Ulisses, agora, me olhava com o tão famoso sorriso de cem watts, limpava minhas lágrimas com seus dedos e me admirava com aquele ar nervoso de quem quer contar uma coisa e não sabe como fazer isso.
- Tom, tenho uma pergunta... - ele falou com a voz rouca - Você por acaso tem mais desses lenços na sua bolsa?

Nesse momento não esperava esse tipo de pergunta, mas respondi:

- Tenho sim, muitos deles, por sinal - enrugando o rosto em um sorriso enorme, imediatamente abri a bolsa à procura dos tais lenços – Aqui - estendi o lenço na sua direção. Ele pegou e o que veio a seguir me fez ficar imóvel.

-Você está horrível! - Ulisses falou com ênfase nas palavras.

Bom, eu imaginei que estaria assim. Afinal, havia chorado rios de lágrimas. Porém, aquelas palavras me pegaram de surpresa, coisa que ele nem percebeu, pois continuou falando...

-Lágrimas, muco e secreções? Que nojento, seu porquinho! - falou com aquele sorriso de comercial de creme dental, outra vez, me fez perder o chão a meus pés. Meus Deuses!

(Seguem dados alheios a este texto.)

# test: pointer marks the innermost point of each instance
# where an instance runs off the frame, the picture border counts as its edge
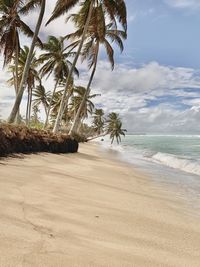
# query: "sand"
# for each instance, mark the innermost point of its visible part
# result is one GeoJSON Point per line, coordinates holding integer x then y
{"type": "Point", "coordinates": [87, 209]}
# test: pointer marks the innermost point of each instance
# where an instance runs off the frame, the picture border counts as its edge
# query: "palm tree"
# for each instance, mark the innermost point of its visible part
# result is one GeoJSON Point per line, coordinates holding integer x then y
{"type": "Point", "coordinates": [98, 121]}
{"type": "Point", "coordinates": [56, 61]}
{"type": "Point", "coordinates": [116, 11]}
{"type": "Point", "coordinates": [31, 78]}
{"type": "Point", "coordinates": [114, 127]}
{"type": "Point", "coordinates": [10, 26]}
{"type": "Point", "coordinates": [30, 5]}
{"type": "Point", "coordinates": [76, 101]}
{"type": "Point", "coordinates": [98, 35]}
{"type": "Point", "coordinates": [41, 97]}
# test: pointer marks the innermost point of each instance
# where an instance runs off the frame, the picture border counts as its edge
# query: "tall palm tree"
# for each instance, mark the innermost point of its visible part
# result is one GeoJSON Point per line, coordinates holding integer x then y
{"type": "Point", "coordinates": [56, 61]}
{"type": "Point", "coordinates": [114, 127]}
{"type": "Point", "coordinates": [98, 35]}
{"type": "Point", "coordinates": [32, 77]}
{"type": "Point", "coordinates": [77, 98]}
{"type": "Point", "coordinates": [30, 5]}
{"type": "Point", "coordinates": [41, 97]}
{"type": "Point", "coordinates": [98, 121]}
{"type": "Point", "coordinates": [10, 26]}
{"type": "Point", "coordinates": [116, 11]}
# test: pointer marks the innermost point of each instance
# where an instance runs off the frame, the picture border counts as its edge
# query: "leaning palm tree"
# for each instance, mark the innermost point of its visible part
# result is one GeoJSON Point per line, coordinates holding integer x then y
{"type": "Point", "coordinates": [30, 5]}
{"type": "Point", "coordinates": [41, 97]}
{"type": "Point", "coordinates": [10, 26]}
{"type": "Point", "coordinates": [32, 77]}
{"type": "Point", "coordinates": [56, 60]}
{"type": "Point", "coordinates": [115, 11]}
{"type": "Point", "coordinates": [114, 127]}
{"type": "Point", "coordinates": [98, 35]}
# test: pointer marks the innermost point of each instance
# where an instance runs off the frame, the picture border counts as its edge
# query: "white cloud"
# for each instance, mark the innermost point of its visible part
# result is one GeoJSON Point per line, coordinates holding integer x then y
{"type": "Point", "coordinates": [183, 3]}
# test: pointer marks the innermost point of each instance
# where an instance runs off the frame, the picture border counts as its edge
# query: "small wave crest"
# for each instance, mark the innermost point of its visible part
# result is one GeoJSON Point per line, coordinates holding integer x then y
{"type": "Point", "coordinates": [186, 165]}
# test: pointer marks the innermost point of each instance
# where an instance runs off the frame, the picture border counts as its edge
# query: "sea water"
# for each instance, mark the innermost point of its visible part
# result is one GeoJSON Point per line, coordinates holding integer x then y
{"type": "Point", "coordinates": [171, 160]}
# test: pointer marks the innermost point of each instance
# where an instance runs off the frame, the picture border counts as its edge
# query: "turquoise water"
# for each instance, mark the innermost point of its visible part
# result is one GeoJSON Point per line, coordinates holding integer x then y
{"type": "Point", "coordinates": [172, 161]}
{"type": "Point", "coordinates": [178, 152]}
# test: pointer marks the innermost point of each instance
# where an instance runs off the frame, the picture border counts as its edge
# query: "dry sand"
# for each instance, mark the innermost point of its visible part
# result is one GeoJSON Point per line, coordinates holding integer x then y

-Ah, besta, chorei todo o líquido da cidade agorinha - falei tentando empurrar de leve seu ombro. Mas, antes que completasse minha ação, fui surpreendido quando ele segurou minha mão com força.

- Nem pense nisso. - Ulisses falou e notei que sua expressão era de uma seriedade inabalável. Deusa, o que eu tentei fazer? Empurrar ele, no que eu estava pensando...? Pensamentos de pânicos rondavam minha cabeça. Ele continuava me segurando com força.

-Ulisses, desculpa, não tive a intenção de te empurrar... - antes que concluísse o pedido de desculpa, Ulisses me puxou e com sua mão livre agarrou minha cintura. Em um movimento intenso nossos corpos se tocaram. Aquilo me causou um arrepio, tremendamente, forte.

O calor que nossos corpos produziam era enorme. A intensidade em que nos encarávamos também. Os lábios de Ulisses começaram um movimento. O sobe e desce do lábio superior e inferior me distraiu de tudo. Admirar a beleza dele era algo que não me cansava.
Segundos (que pareceram décadas, não que isso seja ruim) depois percebi que Ulisses tentava dizer alguma coisa. Ele falava, mas as palavras que saiam de sua boca por algum motivo estranho pareciam ser soletradas aos meus olhos. Foi quando comecei a juntas as letras...

- E, U, T, E, A... - foi o que consegui entender - OH MINHA DEUSA! - gritei alto, muito alto, quando consegui decifrar as letras formando as palavras.

- O que foi? - ele perguntou assustado e logo mudando para aquele sorriso. - EU TE AMO - ele repetiu.

Todos os sentimentos reprimidos por tanto tempo, queimavam em meu coração como se fossem recentes, o trabalho para trancafiar esses danados não valeram de nada.

Nos beijamos e foi a melhor coisa que aconteceu desde meu nascimento. O beijo foi calmo, doce, revigorante. Repleto de emoções que estavam perdidas, confusas e ao mesmo tempo vivas. Nossos lábios se soltaram com receio, lentamente, tentei colocar todas as  emoções em ordem. Nada de angústia, carência e nem sinal da parte de mim que estava trincada. Tudo havia sumido. Meu mundo estava ali: o hálito de eucalipto, o carinho, a segurança... Tudo! Ulisses novamente a meu lado. Éramos nós outra vez e dessa vez senti que seria para sempre.